CYBER WARFARE BY OTHERS
- Other than China, many other countries, including the U.S. and Russia, do engage in the same kind of cyber warfare.
- Though western countries are also engaged in cyber espionage but little is publicized.
- The U.S. has extensively published Russia’s cyber antics from time to time. Best known are-
- Russia’s cyber interference in the U.S. presidential elections in 2016.
- Russia is currently the prime suspect in one of the greatest data breaches concerning the U.S. Federal government, involving the Departments of Defence, Energy, State, Homeland Security, Treasury, etc.
- In present, we are witnessing only the tip of the iceberg at present and most nations are truly unaware of the extent to which breaches are taking place.
- This was well demonstrated way back in 2016, when a major attack on Ukraine’s power grid took place and set an ominous precedent in this respect. The attacks were carried out by skilled cyber security professionals, who had planned their assaults over many months, conducting a very sophisticated operation.
- The Ukraine example should be a wake-up call for India and the world, as in the intervening five years, the sophistication of cyber attacks and the kind of malware available have become more advanced.
- There are no readymade solutions to counter the cyber offensive emanating from different quarters. No nation can hope, or can claim, to be insulated from such attacks.
- Nations should beware and be warned about how cyber attacks can bring a nation to its knees.
- The U.S. seemed to fully wake up to the cyber threat only in 2017 when U.S. security tools were hacked, having preferred for long to indulge in a kind of ‘active defence’ by seeking to hack enemy networks.
- U.S. President Joe Biden is now understood to have included a sum of over $10 billion for cyber security in his COVID-19 Relief Bill, which is clearly intended to improve U.S. ‘readiness and resilience in cyber space’.
- Drawing up a comprehensive cyber strategy, one that fully acknowledges the extent of the cyber threat is an imperative and immediate necessity.
PART OF BEIJING’S WORLD VIEW
- From an Indian perspective, the Chinese cyber threat could prove to be truly daunting. The reasons for this are many.
- China’s analysis of the state of current relations between China and India is that they remain antagonistic towards India growing proximity to the U.S.

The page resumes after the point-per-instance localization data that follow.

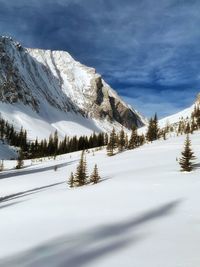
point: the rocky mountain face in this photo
(39, 78)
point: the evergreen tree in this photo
(112, 143)
(81, 171)
(187, 156)
(1, 166)
(94, 178)
(153, 130)
(133, 142)
(121, 140)
(71, 180)
(20, 161)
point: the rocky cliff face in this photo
(37, 77)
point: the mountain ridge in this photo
(47, 83)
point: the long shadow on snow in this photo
(36, 170)
(26, 193)
(84, 248)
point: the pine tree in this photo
(112, 143)
(187, 156)
(81, 171)
(153, 130)
(1, 166)
(133, 142)
(94, 178)
(121, 141)
(20, 162)
(71, 180)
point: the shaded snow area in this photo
(144, 212)
(42, 124)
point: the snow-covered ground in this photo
(144, 213)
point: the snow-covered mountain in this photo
(44, 90)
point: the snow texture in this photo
(144, 212)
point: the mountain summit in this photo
(44, 90)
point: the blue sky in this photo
(148, 50)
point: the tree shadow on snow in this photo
(87, 247)
(27, 192)
(35, 170)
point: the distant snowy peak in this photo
(42, 78)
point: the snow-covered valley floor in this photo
(144, 213)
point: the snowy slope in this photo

- China has forged a firm nexus between authoritarianism, global ambitions and technology, and is determined to transform the global order to advance its interests.
- ‘Cyber’ could well be one of China’s main threat vectors employed against countries that do not fall in line with China’s world view.
- China’s 2021 Defence Budget (amounting to $209 billion) gives special weightage to the Strategic Support Force (SSF), which embraces cyber warfare.
If indeed the future is digital, and if China has indeed embarked on an all-out offensive of this nature, India needs to adopt comprehensive measures to forestall a potential ‘Cyber Pearl Harbour’, as far as India is concerned.